I am only twenty-years-old and I’m having so much financial anxiety.
During my last manic episode I racked up a several thousand dollars of debt on impulse shopping, suddenly dropping out of university, and emergency medical expenses. Mental health coverage is pretty terrible here in the States… well, our healthcare system in general could use a lot of improvement.
I don’t have a job; and when I do land one it’s difficult for me to keep it because of my high anxiety and volatile moods. I’ve only ever been in the service industry, including retail and restaurant, and those were just… terrible for me. My hours changed every single week and I usually need some kind of consistency in my schedule or my mood will shift to one of the extremes.
Right now, I’m basically alright. I have a schedule that includes studying, going to class, playing the piano, and some nonsensical activities every day. I usually did that for school, though spending a few hours a week to socialize… with the people who enjoyed sitting in a café and chatting.

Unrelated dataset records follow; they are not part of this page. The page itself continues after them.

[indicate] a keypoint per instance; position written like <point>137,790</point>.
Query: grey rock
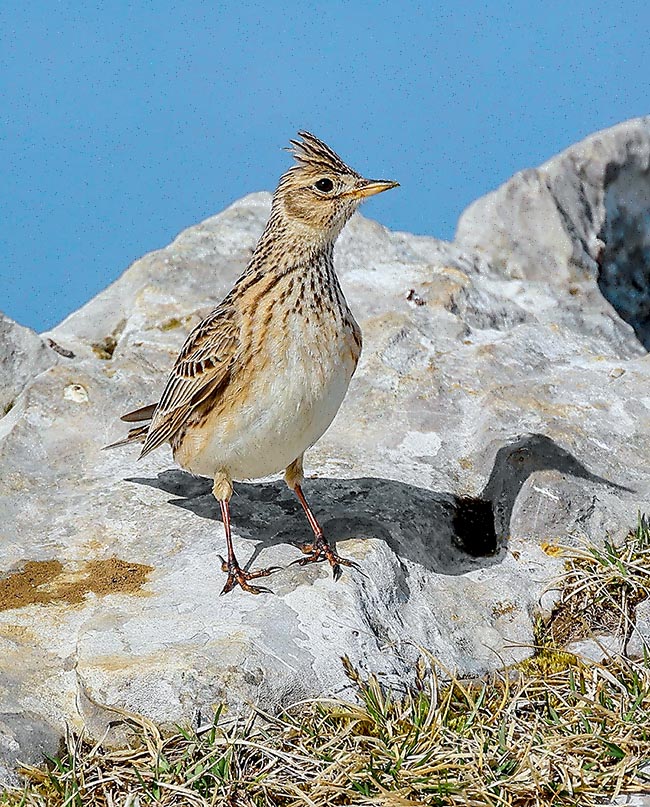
<point>23,355</point>
<point>499,405</point>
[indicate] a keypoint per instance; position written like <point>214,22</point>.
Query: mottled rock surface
<point>501,405</point>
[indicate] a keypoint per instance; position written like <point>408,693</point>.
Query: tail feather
<point>135,435</point>
<point>144,413</point>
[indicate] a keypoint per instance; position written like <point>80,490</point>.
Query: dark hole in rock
<point>624,263</point>
<point>474,529</point>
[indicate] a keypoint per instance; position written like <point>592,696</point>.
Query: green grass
<point>554,730</point>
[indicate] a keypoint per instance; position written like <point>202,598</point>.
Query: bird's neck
<point>286,245</point>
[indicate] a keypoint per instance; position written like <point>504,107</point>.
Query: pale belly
<point>285,409</point>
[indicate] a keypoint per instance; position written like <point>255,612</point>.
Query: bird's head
<point>320,192</point>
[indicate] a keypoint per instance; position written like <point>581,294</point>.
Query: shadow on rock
<point>445,533</point>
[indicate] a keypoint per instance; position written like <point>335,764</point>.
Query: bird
<point>260,379</point>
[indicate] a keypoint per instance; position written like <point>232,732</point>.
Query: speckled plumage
<point>260,379</point>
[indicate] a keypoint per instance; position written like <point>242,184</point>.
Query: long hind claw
<point>320,551</point>
<point>238,577</point>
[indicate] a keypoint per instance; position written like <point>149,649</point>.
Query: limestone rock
<point>23,355</point>
<point>501,405</point>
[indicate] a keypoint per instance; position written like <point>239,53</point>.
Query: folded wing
<point>204,365</point>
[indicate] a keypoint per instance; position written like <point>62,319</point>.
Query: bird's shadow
<point>445,533</point>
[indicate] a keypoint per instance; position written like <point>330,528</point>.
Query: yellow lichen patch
<point>104,350</point>
<point>503,608</point>
<point>552,550</point>
<point>46,581</point>
<point>171,324</point>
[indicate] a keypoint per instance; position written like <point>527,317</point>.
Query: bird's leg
<point>222,490</point>
<point>319,549</point>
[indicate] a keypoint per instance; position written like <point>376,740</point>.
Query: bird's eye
<point>324,185</point>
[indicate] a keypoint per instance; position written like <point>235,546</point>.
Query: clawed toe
<point>238,577</point>
<point>318,553</point>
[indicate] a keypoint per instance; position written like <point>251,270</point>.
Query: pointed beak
<point>369,187</point>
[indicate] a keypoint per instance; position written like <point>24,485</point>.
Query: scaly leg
<point>319,549</point>
<point>222,490</point>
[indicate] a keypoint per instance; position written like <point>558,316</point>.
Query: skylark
<point>261,378</point>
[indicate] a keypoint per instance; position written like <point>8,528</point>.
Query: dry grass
<point>553,731</point>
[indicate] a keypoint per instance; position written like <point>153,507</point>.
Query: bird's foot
<point>238,577</point>
<point>320,550</point>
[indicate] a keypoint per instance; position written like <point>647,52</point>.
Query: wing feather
<point>205,362</point>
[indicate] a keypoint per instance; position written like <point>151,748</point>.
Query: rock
<point>488,419</point>
<point>23,355</point>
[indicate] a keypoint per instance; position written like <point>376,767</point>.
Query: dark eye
<point>324,185</point>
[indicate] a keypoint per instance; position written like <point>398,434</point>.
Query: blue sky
<point>123,123</point>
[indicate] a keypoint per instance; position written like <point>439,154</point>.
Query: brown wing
<point>205,363</point>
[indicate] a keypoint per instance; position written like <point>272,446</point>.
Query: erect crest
<point>312,152</point>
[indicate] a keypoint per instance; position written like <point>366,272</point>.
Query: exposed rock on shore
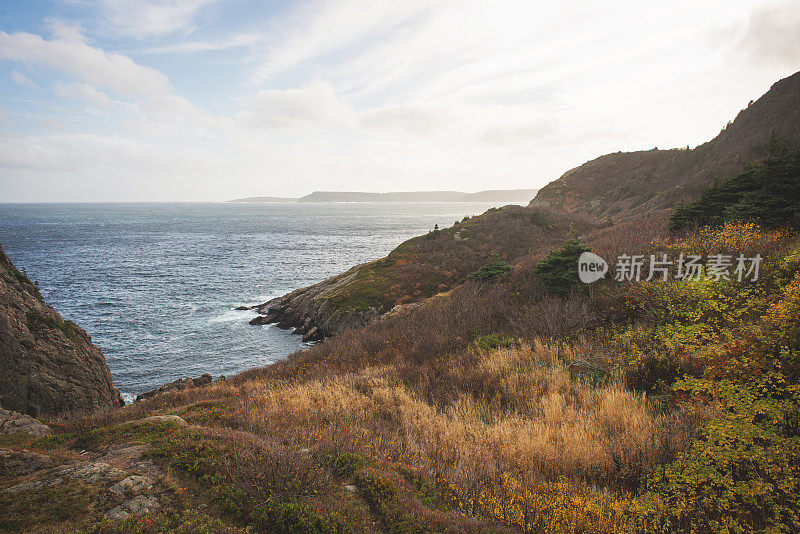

Thinking about starting school and adding thousands of dollars more to my current debt doubles my anxiety, so anxious that I can hardly sleep at night.
My parents constantly tell me that I don’t have anything to worry about but I just can’t help it. They’re the ones who bear the burden of my debt and it makes me feel guilty about the whole thing. I don’t think I should but I do.
I really don’t know what to do about my current debt but as for my future university expenses, I’ve been applying for scholarships nonstop. But it’s actually a little difficult since I’m an American student who will be studying in the U.K. Like many others I don’t want finances, or lack thereof, to keep me from finishing university.
I’m just going to hope for the best, but not expect the worst.